Su madre se hallaba en la entrada, con William Witt. La muchacha decidió evitar las presentaciones, a las que Ruth Gilford, además, no estaba en condiciones de hacer frente. Se limitaría a decir a su madre que se encontrarían en la librería, que estaba cerrada cuando habían pasado ante ella. Por primera vez en toda su vida, Lois abría el negocio con retraso. Pero fue su madre la que tomó la iniciativa.

—Mr. Witt me acompañará a casa —dijo—. No te preocupes por mí.

Jo-Beth echó una ojeada a Witt, que tenía todo el aspecto de un hombre casi hipnotizado.

—¿Estás segura? —preguntó. Nunca se le había ocurrido pensarlo, pero quizá Mr. Witt, siempre tan untuoso y zalamero, fuera el tipo de persona contra la que su madre llevaba poniéndola en guardia tantos años. El personaje solapado y silencioso, cuyos secretos eran siempre los más depravados. Pero su madre insistió; la manera que tuvo de quitarse a Jo-Beth de encima resultó casi frívola.

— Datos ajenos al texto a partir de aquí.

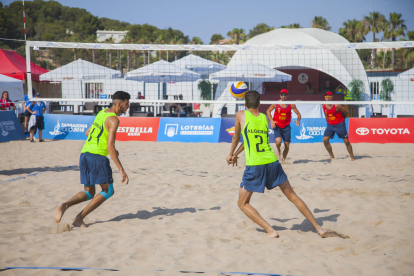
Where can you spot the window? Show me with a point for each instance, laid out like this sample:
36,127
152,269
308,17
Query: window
375,91
93,90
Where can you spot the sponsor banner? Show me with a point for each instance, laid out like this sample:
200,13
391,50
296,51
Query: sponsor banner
312,130
381,130
10,128
189,130
309,131
137,129
67,127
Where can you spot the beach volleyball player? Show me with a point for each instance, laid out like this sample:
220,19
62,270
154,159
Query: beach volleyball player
262,167
335,115
93,164
280,122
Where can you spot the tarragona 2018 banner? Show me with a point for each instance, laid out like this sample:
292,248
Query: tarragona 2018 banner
212,130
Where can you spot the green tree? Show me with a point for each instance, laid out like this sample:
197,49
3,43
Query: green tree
376,23
321,23
394,29
260,28
215,38
236,35
291,26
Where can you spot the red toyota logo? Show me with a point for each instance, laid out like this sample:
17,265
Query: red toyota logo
362,131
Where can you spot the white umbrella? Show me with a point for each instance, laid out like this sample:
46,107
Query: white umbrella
81,70
251,72
199,65
409,74
162,71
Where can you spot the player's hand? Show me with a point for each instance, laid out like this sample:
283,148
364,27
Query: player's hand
124,177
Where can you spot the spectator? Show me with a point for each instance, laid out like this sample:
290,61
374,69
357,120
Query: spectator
309,89
27,104
37,109
180,108
139,97
5,102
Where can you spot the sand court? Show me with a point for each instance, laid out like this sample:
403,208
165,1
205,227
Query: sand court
179,212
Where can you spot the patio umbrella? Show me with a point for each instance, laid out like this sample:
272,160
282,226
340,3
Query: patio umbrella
251,72
199,65
162,71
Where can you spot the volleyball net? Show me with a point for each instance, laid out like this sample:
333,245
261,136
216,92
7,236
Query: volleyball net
160,75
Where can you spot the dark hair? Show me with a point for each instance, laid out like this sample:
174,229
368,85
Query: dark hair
120,96
252,99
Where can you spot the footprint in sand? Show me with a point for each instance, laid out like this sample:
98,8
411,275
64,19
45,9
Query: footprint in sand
58,228
332,234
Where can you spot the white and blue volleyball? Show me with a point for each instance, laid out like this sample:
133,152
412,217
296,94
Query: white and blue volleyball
238,89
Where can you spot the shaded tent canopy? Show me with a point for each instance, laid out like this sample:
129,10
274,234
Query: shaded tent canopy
81,70
199,65
13,86
162,71
344,64
14,65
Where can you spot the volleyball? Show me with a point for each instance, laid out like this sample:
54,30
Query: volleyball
238,89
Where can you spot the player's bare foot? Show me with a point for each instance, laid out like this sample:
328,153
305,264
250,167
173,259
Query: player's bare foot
332,234
78,221
60,211
273,234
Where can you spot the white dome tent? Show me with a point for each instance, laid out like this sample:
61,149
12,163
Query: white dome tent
341,64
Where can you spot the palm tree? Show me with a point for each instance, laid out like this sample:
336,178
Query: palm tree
396,28
321,23
236,34
376,22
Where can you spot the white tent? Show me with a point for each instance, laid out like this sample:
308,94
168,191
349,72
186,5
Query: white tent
199,65
13,86
80,70
344,65
251,72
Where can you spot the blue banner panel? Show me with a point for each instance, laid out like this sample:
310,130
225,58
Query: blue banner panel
227,130
10,128
311,131
66,127
189,130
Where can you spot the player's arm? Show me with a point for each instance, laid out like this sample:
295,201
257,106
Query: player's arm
236,137
294,108
87,132
111,125
342,109
269,115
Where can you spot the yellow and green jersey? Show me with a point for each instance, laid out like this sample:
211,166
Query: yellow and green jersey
256,140
98,135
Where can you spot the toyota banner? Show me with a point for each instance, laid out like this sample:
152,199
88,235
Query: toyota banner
381,130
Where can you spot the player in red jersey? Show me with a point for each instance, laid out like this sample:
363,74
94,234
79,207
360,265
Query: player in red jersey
280,122
335,118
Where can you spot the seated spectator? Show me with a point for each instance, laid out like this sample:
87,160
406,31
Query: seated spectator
5,102
180,108
309,89
37,109
139,97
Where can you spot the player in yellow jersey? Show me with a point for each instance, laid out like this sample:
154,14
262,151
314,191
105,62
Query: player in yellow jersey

«Loco —se dijo Jo-Beth, mientras acompañaba a Ruth Gilford hasta el coche de ésta—. El mundo se ha vuelto loco. La gente cambia de un momento al siguiente, como si lo que habían sido durante tantos años no fuese más que una careta: mamá enferma, Mr. Witt de punta en blanco, Ruth Gilford siempre a la altura de las circunstancias. ¿Se están volviendo distintos o es que ésta era su verdadera personalidad?»

Cuando llegaron al coche, Ruth Gilford sufrió otro ataque de llanto, éste más desesperado si cabe que el anterior e intentó volver al supermercado, insistiendo en que no podía regresar sin el cereal. Jo-Beth la persuadió con suavidad de que no lo hiciera, y se ofreció a llevarla a su casa, invitación que Mrs. Gilford aceptó llena de agradecimiento.

Mientras conducía el coche hacia la casa de Ruth Gilford, los pensamientos de Jo-Beth volvieron a su madre, cuando una comitiva de cuatro largas limusinas negras las adelantó y giró para ascender la colina. Su presencia allí resultaba tan extraña que casi pareció que había llegado de otra dimensión.

«Visitantes —pensó Jo-Beth—. Como si no tuviéramos bastantes.»